In Naples he led a third-rate Italian club to its first-ever league championship, giving him the status of a demi-God among the downtrodden southerners. But before that there was Mexico ’86, and those two Maradona goals against England. In the context of Maradona’s life, one can see how both goals belonged in a very real sense to the same man. The first, pushed cynically through Shilton’s hands, showed Maradona the urchin child who had grown to be a star, still so unsure of his true self as to feel the need to cheat. The second showed Maradona the hugely-gifted player of exceptional skill whose combination of acceleration, control, strength and accuracy of touch translated into unrivalled greatness on the field.

Lesser players might have had no option but to use their hands. Maradona’s tragedy lay in believing he had to, and having to justify it afterwards, when his genius should have made it unnecessary. It is this duality of character, this enemy within, that has accounted for Maradona’s self-destruction over the years.

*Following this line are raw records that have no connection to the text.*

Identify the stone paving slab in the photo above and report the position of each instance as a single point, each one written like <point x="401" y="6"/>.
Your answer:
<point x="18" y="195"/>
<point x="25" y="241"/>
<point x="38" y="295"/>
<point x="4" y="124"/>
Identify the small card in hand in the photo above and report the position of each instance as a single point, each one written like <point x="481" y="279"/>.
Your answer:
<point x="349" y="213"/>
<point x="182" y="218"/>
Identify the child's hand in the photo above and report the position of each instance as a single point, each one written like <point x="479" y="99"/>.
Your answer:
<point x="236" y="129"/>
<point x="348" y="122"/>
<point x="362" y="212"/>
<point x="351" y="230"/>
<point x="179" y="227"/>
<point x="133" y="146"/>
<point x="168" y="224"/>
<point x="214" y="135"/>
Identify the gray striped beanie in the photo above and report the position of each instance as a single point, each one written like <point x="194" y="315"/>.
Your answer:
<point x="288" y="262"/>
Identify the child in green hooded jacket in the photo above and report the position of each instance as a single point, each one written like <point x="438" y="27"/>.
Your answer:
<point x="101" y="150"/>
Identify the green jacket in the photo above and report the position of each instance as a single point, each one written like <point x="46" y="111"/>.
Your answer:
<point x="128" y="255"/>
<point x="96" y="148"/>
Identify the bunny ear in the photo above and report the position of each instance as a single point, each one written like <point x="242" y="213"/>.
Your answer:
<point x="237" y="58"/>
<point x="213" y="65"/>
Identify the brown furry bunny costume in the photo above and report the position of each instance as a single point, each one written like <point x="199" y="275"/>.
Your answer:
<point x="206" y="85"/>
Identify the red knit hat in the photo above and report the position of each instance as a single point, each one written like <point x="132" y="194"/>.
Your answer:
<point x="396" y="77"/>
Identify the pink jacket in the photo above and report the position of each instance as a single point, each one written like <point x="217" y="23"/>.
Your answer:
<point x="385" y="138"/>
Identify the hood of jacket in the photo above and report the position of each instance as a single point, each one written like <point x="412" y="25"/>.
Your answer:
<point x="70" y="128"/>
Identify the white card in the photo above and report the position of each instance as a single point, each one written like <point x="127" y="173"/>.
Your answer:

He took cocaine for the first time in Barcelona in 1982, when he was 22 years old. So successfully did Maradona lie about his habit that he was paid by the city mayor’s office to co-operate in an anti-drugs campaign. In Naples, he got his Italian girlfriend pregnant only to subsequently deny that he was the father of their child. Instead, thanks to his connections with the local Mafia, he gained increasing access to drugs and prostitutes. Only when politics changed in Italy, and the judiciary clamped down on the Mafia, did Maradona become increasingly isolated.

Positively dope-tested after a match between Napoli and Bari in early 1991, Maradona left Italy in disgrace, only to get busted in Buenos Aires a few weeks later. And so the story continued, with a series of come-backs culminating in his return to Boca last year, fifteen months after exiting in disgrace from the US World Cup.

Alongside the genius on the field and the degenerate off it has lived the myth of Maradona the God, fuelled and exploited by commercial and political interests. His image, seemingly beyond good or evil as long as the crowds were behind him, set transfer records and encouraged the spread of sponsorship and TV rights in international football’s growing engagement with the free marketplace.

Maradona chose to play in countries where football is inexorably mixed up with politics of a particularly passionate kind and where media pressures on star players are enormous, without fully realizing that in so doing he would have to play a role that fell outside the strict demands of his sport.

Now he is staring into the abyss. At the age of 36, his body and mind are falling apart, and he is struggling to pull himself out of the shit with the only real saviour he has ever had – his football. As his one time coach and trainer Cesar Menotti put it to me: “Diego without his football is like a cowboy without his Colt ’45."